A volte non mi rendo conto che ogni momento è un attimo prezioso, che ogni giorno è un dono da non gettare al vento. La mia visione romantica delle cose mi lascia pensare che tutto andrà bene, che non ci saranno momenti duri. In fondo so che non è così. Forse per questo vorrei che tutti trovassero conforto nelle mie parole, nella mia cucina e nei consigli che riesco a dare. L’illusione che questo basti a dare forza e sicurezza in un mondo duro, esiste. Forse mi ossessiona, un po’. Siamo felici veramente o ci costruiamo una zona di estremo conforto con la speranza che questo porti direttamente sulla strada della felicità? Non lo so ma non ci vedo nulla di male. Vorrei stare sveglia, però, all’erta, senza sentirmi troppo sicura perchè nessuno è immune. Intanto, in questa area dorata, mi tuffo nell’avventura più geniale di tutte: la vita.

In onore del week end che è alle porte e del food truck festival (inizia domani, questa volta per davvero), ho preparato, la mia versione per eccellenza del cibo da strada: patatine fritte. Volete la ricetta per fare delle patatine fritte perfette? spesso capita di mangiarne alcune che non hanno nulla di autentico, sano e tradizionale. Ma che soprattutto sono mollicce, unte e sprovviste del fantastico sapore delle patate.
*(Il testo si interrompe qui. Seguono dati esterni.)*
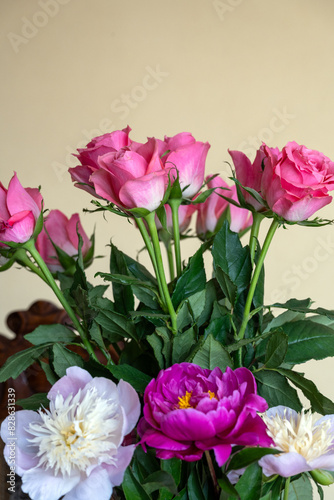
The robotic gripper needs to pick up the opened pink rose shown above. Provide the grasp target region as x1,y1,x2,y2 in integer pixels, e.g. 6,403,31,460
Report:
261,142,334,222
0,173,43,246
162,132,210,198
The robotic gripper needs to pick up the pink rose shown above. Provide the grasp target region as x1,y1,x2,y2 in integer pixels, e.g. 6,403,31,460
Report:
228,145,268,212
36,210,92,273
0,173,43,246
70,127,169,212
262,142,334,222
69,127,132,195
196,176,252,237
162,132,210,198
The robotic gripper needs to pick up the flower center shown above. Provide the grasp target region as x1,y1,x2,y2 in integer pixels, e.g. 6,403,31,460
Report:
176,390,217,410
263,410,332,461
178,391,193,410
26,388,123,475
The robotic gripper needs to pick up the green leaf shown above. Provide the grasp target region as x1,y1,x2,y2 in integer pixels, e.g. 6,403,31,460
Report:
146,332,165,370
276,368,334,415
108,363,151,392
215,266,238,305
122,467,151,500
52,344,84,377
24,324,80,345
38,359,58,385
172,328,196,364
109,242,134,314
142,470,177,495
172,248,206,307
288,474,313,500
212,221,252,294
235,463,262,500
187,467,206,500
0,343,52,382
227,447,282,471
192,335,233,372
218,474,240,500
16,392,50,411
264,332,288,368
124,254,157,288
254,370,302,412
161,458,182,486
281,319,334,364
95,309,137,342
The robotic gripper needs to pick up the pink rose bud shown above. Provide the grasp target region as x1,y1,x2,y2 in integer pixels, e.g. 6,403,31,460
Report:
261,142,334,222
69,127,131,196
36,210,92,273
228,145,270,212
162,132,210,198
0,173,43,246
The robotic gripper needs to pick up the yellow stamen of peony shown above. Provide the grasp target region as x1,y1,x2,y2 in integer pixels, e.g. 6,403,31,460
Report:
208,391,217,399
263,410,332,461
178,391,192,410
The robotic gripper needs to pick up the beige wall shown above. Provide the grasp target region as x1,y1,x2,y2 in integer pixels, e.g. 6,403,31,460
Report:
0,0,334,488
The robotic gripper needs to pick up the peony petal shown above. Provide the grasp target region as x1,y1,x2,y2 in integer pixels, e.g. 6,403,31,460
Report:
63,466,113,500
22,467,80,500
140,429,190,451
117,380,141,436
103,444,136,486
48,366,93,401
161,408,216,441
259,452,312,477
309,451,334,471
213,444,232,467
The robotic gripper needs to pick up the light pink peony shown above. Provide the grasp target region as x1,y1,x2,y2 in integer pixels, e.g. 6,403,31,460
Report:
36,210,92,273
1,367,140,500
0,173,43,246
259,406,334,477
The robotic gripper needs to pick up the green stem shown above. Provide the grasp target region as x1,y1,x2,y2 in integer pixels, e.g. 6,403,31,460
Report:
165,240,175,281
136,218,166,306
249,212,263,265
283,477,291,500
23,240,98,361
236,219,279,340
168,199,182,278
15,248,49,284
145,212,177,335
204,450,219,499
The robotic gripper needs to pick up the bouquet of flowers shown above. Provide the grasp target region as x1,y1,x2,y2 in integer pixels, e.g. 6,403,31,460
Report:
0,127,334,500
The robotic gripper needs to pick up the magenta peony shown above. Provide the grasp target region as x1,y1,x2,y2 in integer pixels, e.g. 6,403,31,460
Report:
0,173,43,246
1,367,140,500
138,363,272,466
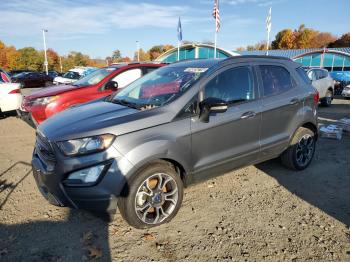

Ingredienti: patate, olio di semi (o olio di oliva), fior di sale.

Procedimento: sbucciare le patate e tagliarle a bastoncini regolari. Immergerle in acqua fredda e asciugarle poi con carta assorbente. Mettere a scaldare l’olio in una pentola a bordi alti. Quando l’olio avrà raggiunto i 150° immergere e cuocere per 7 minuti. Scolare, alzare la temperatura fino a 180°, e rimettere a cuocere nuovamente le patate per fino a doratura. Scolare le patatine appoggiandole su carta assorbente senza sovrapporle, salare e mangiare calde.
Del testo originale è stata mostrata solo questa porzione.